Measurements and models of chemical transport in porous media: Fact, fantasy and wishful thinking
[Department of Earth and Planetary Sciences,
Weizmann Institute of Science]
Chemical transport plays a key role in naturally heterogeneous geological media, across scales from rock pores to aquifers. While it is common to expect that “the shortest path between two points is a straight line”, this is, invariably, not the case for water and chemical transport in soils and aquifers. Indeed, complex flow pathways often result in surprisingly fast, early-time arrivals of pollutants, as well as anomalously (and often annoyingly!) long-time delays. When chemicals are reactive, groundwater systems can be altered by changes in solution chemistry and/or by a wide variety of chemical transformations; the latter include precipitation/dissolution reactions with feedbacks that directly affect the flow and transport regime.
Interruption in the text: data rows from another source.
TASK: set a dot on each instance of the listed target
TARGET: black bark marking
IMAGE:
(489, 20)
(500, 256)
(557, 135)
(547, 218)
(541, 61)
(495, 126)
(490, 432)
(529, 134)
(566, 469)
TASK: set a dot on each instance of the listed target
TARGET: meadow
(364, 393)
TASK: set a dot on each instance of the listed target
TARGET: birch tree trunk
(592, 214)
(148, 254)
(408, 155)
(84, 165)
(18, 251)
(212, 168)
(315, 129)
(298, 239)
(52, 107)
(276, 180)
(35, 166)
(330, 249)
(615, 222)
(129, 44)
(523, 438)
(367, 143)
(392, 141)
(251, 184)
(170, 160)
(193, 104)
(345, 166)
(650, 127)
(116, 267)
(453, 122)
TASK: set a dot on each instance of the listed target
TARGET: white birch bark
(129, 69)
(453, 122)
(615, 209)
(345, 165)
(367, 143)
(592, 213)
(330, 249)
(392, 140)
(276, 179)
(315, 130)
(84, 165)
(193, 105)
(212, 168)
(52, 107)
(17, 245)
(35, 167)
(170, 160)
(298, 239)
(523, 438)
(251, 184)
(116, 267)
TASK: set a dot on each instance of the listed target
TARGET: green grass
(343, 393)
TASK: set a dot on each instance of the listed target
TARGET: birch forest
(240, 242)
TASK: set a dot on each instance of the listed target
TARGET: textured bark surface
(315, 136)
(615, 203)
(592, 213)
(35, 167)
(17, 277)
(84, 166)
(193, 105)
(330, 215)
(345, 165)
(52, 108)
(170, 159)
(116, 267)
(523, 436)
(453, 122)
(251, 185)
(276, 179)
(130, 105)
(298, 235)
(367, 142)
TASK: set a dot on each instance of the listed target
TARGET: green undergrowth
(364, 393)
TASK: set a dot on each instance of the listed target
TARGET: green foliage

The combination of chemical reactions with advective/dispersive/diffusive transport leads to a rich spectrum of complex dynamics. The principal challenge in modeling chemical transport is to account for the subtle effects of fluctuations in the flow field and species concentrations; critically, spatial or temporal averaging suppresses these effects. Moreover, it is critical to ground model conceptualizations and test model outputs against laboratory experiments and field measurements. We focus on the integration of these aspects, considering case studies in different frameworks.